Perubahan pemanfaatan lahan di DAS Batanghari telah terjadi secara besar-besaran sejak akhir 1980-an (KK. Warsi, 2003). Lahan yang berubah pemanfaatannya terutama lahan hutan dijadikan areal perkebunan, pemukiman transmigrasi, ladang, serta prasarana sosial ekonomi. Perubahan pemanfaatan ruang ini berkaitan dengan kebijakan dan arah pemanfaatan ruang yang diberlakukan baik yang berskala nasional, provinsi, maupun kabupaten/kota. Arahan kebijakan pengembangan kawasan lindung DAS Batanghari dalam pola pemanfaatan ruang nasional mengarahkan Taman Nasional (TN) Kerinci Seblat, TN Berbak, TN Bukit Tiga Puluh, dan TN Bukit Dua Belas sebagai kawasan hutan lindung dan hutan konservasi. Pada wilayah hutan konservasi di Taman Nasional Kerinci Seblat (TNKS), kawasan wilayah hutannya memang benar-benar diminimalisir campur tangan manusia di dalamnya agar ekosistem di dalam TNKS tetap asli dan terjaga. Hal ini berbeda jelas dengan tindakan preservasi lahan dimana memang tidak ada upaya dan usaha yang dilakukan dalam optimalisasi lahan agar lahan tetap terjaga sebagaimana aslinya (natural). Zona hulu DAS/sub DAS merupakan kawasan lindung, adalah daerah tangkapan dan penampungan air hujan. Dengan demikian strategi arahan pemanfaatan ruang di daerah hulu harus berpedoman pada fungsi daerah hulu tersebut. Air hujan harus dapat diserap (infiltrasi) sebanyak-banyaknya ke dalam tanah, dan dihambat alirannya, supaya tidak segera mengalir ke sungai. Hambatan aliran resapan air hujan ini dilakukan oleh akar-akar pohon pada kawasan hutan.
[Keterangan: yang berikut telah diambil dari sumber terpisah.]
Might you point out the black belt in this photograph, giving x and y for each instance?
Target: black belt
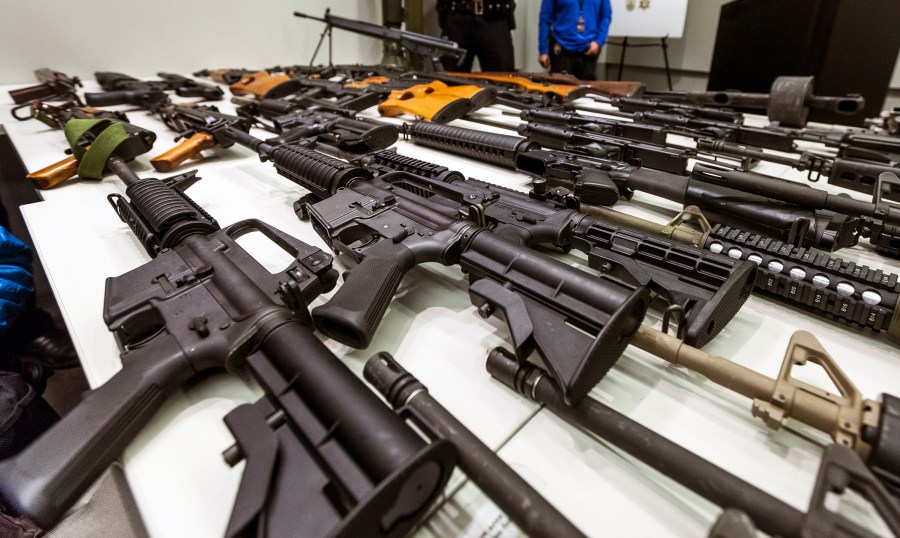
(481, 7)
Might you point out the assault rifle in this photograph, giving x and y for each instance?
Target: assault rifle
(524, 506)
(311, 94)
(855, 165)
(840, 470)
(429, 47)
(204, 303)
(122, 89)
(123, 139)
(205, 127)
(702, 290)
(53, 86)
(803, 277)
(788, 102)
(389, 230)
(601, 181)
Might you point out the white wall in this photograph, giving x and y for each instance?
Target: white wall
(142, 38)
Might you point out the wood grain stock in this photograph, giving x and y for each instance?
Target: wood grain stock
(186, 150)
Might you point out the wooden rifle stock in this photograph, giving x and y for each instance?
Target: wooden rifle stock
(188, 149)
(435, 101)
(257, 84)
(562, 92)
(606, 88)
(56, 173)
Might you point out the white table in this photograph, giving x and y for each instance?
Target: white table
(184, 488)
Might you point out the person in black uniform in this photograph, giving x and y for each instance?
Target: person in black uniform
(482, 27)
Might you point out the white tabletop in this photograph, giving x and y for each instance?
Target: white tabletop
(184, 488)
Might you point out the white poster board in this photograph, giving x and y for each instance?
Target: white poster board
(648, 18)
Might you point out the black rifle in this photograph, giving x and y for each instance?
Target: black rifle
(601, 181)
(840, 470)
(703, 290)
(585, 321)
(345, 465)
(879, 220)
(122, 89)
(310, 94)
(53, 86)
(205, 127)
(788, 102)
(808, 279)
(858, 161)
(524, 506)
(432, 48)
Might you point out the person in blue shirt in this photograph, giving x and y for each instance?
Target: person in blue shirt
(571, 34)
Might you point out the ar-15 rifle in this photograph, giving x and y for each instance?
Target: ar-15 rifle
(115, 136)
(54, 85)
(206, 127)
(203, 303)
(788, 102)
(803, 277)
(524, 506)
(808, 279)
(432, 48)
(595, 180)
(853, 167)
(703, 290)
(389, 230)
(311, 94)
(879, 220)
(840, 470)
(122, 89)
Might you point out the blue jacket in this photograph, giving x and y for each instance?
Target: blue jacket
(16, 286)
(561, 17)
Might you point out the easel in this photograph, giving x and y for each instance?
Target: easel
(663, 42)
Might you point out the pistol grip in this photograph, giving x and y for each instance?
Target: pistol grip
(56, 173)
(188, 149)
(356, 309)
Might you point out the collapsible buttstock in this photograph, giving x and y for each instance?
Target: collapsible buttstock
(188, 149)
(56, 173)
(364, 83)
(257, 84)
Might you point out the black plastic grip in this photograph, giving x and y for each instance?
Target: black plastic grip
(125, 97)
(391, 160)
(59, 466)
(814, 281)
(492, 148)
(356, 309)
(710, 287)
(318, 173)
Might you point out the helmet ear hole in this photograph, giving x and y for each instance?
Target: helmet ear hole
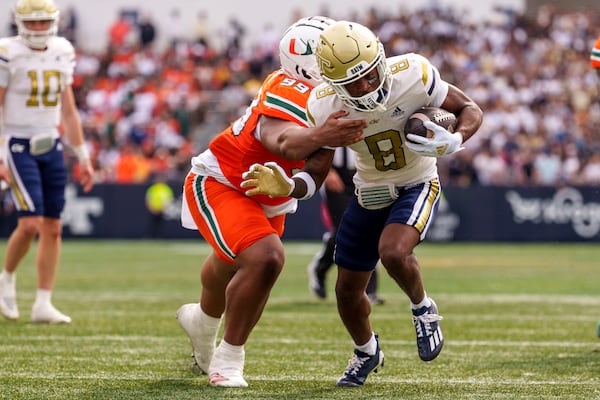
(297, 47)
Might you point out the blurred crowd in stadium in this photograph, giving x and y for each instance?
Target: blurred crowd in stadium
(147, 112)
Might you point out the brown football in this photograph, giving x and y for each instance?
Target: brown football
(442, 117)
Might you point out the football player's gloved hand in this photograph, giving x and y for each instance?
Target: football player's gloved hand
(441, 144)
(269, 179)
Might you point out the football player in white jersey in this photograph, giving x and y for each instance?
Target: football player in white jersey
(36, 73)
(397, 184)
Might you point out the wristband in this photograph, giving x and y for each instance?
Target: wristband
(311, 186)
(82, 153)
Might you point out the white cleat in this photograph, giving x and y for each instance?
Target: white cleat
(46, 314)
(202, 351)
(8, 299)
(226, 371)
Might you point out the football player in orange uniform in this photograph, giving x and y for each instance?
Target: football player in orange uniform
(245, 232)
(595, 61)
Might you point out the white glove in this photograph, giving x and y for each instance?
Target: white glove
(269, 179)
(441, 144)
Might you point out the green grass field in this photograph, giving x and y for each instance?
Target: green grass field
(519, 321)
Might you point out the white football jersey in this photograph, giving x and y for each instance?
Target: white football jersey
(382, 157)
(36, 80)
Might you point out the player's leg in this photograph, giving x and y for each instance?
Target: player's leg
(252, 249)
(372, 286)
(26, 192)
(201, 321)
(17, 247)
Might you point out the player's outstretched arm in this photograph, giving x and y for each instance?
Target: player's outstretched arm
(294, 142)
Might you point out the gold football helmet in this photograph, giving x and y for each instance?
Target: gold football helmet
(36, 10)
(347, 52)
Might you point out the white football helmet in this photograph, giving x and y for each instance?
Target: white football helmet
(348, 51)
(36, 10)
(297, 48)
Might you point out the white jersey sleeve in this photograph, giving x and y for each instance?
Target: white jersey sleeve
(35, 82)
(382, 158)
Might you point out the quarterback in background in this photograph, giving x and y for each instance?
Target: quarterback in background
(397, 184)
(244, 232)
(36, 73)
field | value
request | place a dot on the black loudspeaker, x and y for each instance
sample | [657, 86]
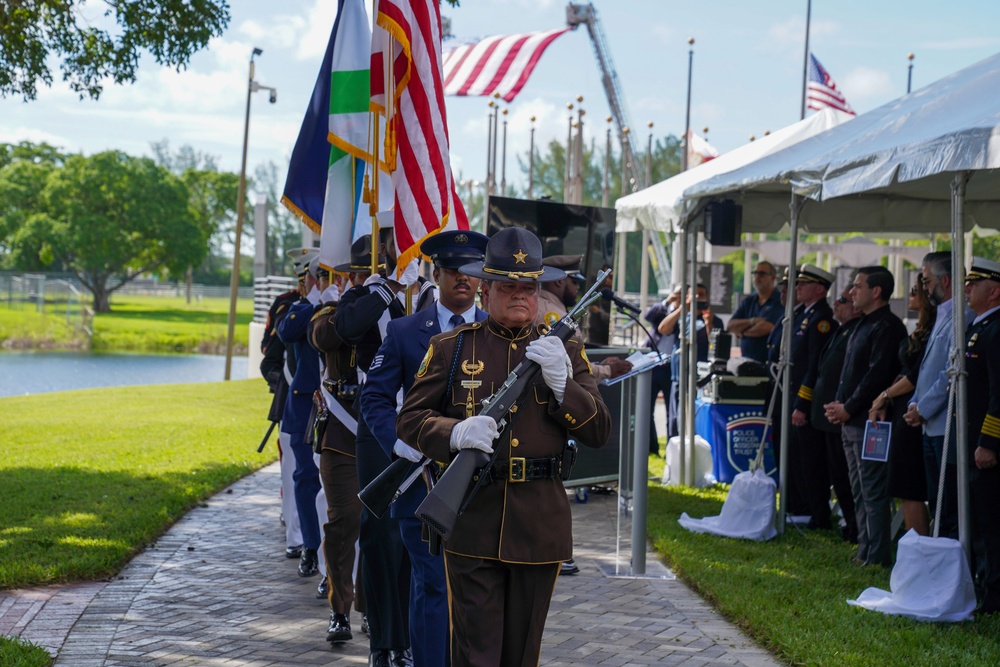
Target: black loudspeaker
[724, 223]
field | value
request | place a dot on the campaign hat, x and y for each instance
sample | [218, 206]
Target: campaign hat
[454, 249]
[300, 259]
[983, 269]
[809, 273]
[568, 263]
[361, 257]
[513, 255]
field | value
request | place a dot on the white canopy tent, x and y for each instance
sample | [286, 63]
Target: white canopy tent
[909, 166]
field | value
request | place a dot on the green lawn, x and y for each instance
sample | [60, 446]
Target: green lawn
[90, 477]
[136, 323]
[790, 593]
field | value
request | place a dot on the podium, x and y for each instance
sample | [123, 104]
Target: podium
[633, 491]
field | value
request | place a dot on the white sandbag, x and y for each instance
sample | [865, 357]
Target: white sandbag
[702, 463]
[748, 512]
[930, 582]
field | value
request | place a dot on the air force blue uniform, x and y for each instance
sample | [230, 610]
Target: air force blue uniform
[394, 368]
[295, 421]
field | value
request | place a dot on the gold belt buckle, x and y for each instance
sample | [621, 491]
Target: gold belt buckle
[517, 469]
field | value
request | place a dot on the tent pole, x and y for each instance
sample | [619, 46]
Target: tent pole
[682, 358]
[786, 352]
[692, 376]
[958, 354]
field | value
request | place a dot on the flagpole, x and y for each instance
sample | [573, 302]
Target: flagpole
[531, 161]
[805, 61]
[687, 117]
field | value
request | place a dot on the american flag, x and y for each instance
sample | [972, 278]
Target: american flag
[498, 64]
[426, 199]
[822, 91]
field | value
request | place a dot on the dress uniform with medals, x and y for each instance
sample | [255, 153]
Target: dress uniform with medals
[338, 470]
[505, 552]
[296, 422]
[362, 316]
[982, 364]
[394, 368]
[278, 368]
[813, 327]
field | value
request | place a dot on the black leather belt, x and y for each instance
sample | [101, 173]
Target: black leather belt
[520, 469]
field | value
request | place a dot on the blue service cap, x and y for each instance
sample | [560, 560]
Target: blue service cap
[454, 249]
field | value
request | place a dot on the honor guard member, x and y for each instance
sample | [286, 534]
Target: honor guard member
[361, 319]
[813, 327]
[298, 408]
[982, 363]
[506, 549]
[337, 468]
[393, 369]
[278, 367]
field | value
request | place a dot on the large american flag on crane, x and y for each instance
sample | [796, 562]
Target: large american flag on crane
[408, 36]
[822, 91]
[498, 64]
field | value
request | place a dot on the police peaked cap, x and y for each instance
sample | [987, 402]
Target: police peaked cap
[809, 273]
[300, 259]
[513, 255]
[455, 249]
[983, 269]
[361, 257]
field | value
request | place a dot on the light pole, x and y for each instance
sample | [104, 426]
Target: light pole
[234, 282]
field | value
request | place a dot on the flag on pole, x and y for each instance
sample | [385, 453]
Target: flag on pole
[426, 201]
[699, 150]
[822, 91]
[501, 63]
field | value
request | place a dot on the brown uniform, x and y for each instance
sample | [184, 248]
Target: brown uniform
[504, 556]
[337, 469]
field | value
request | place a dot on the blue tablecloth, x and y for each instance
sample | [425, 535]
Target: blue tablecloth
[734, 432]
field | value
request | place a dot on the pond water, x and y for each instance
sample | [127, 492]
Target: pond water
[23, 373]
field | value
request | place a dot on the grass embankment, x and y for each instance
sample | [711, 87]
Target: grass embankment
[136, 324]
[790, 593]
[90, 477]
[18, 653]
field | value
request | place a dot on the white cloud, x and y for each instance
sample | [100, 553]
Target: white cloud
[865, 83]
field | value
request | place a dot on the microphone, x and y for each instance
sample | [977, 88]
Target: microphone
[624, 305]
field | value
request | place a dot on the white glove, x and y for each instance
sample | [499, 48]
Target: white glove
[404, 451]
[409, 275]
[330, 294]
[549, 353]
[477, 432]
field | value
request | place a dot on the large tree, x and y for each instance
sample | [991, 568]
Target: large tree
[110, 217]
[33, 31]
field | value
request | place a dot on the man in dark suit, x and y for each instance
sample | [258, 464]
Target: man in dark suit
[394, 367]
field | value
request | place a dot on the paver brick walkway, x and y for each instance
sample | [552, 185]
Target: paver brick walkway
[216, 590]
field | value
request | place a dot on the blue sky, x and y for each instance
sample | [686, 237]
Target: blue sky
[747, 73]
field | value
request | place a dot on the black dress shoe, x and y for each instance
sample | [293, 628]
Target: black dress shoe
[402, 658]
[379, 658]
[340, 628]
[569, 567]
[308, 563]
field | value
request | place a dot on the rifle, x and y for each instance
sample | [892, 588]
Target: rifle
[451, 496]
[270, 429]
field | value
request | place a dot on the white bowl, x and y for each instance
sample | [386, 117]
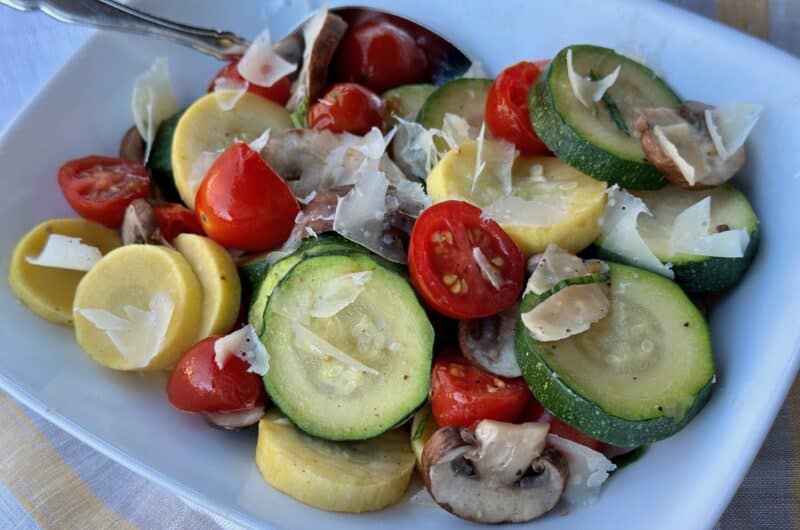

Perlindungan bagian hulu ini bertujuan untuk mendukung pembangunan sosial dan ekonomi seluruh stakeholder di bagian tengah dan hilir DAS secara berkelanjutan. Hal ini dilakukan agar secara turun dapat meningkatkan potensi DAS dan daerah sekitarnya sehingga dapat pula mengayakan biodiversitas. Pengelolaan kawasan budidaya bertujuan untuk meningkatkan daya guna dan hasil guna pemanfaatan ruang, sumberdaya alam, dan sumber daya buatan dengan memperhatikan sumber daya manusia untuk menyerasikan pemanfaatan ruang dengan kelestarian lingkungan hidup. Diperlukan peningkatan kualitas sumber daya manusianya terlebih dahulu sebelum melakukan peningkatan sumber daya alam atau buatan.

Alan Handru 07133046

Oleh karena itu DAS bagian hulu harus dipertahankan, dalam hal ini TNKS, dan dipelihara keseimbangan ekosistemnya dengan cara menghindari pembukaan lahan dan alih fungsi pemanfaataan lahan hutan di daerah dengan morfologi bukit curam, daerah yang merupakan daerah resapan air alamiah (recharge area), hutan lindung, dan kawasan gambut. Dan juga perlu menghindari pembukaan lahan untuk kegiatan non-pertanian di daerah berpotensi longsor, erosi, dan bencana alam lainnya. Selain itu fungsi hutan dipertahankan dengan mengoptimalisasi daerah taman nasional, cagar alam, cagar biosfer, yang mempunyai fungsi lindung dan ekologi (keaneka ragaman hayati). Pengendalian pemanfaatan ruang harus memperhatikan, setidaknya, hal-hal yang meliputi pengkajian dampak lingkungan (bekerja sama dengan konsultan AMDAL) terutama untuk kegiatan skala besar dan pengawasan terhadap pelaksanaan kegiatan berdasarkan prosedur dan tata cara pemanfaatan ruang di kawasan budidaya serta pengawasan terhadap kegiatan penelitian ekspolrasi mineral dan air tanah, serta prosedur perizinan dalam mendirikan bangunan agar banguan yang dibangun sesuai dengan kondisi ruang.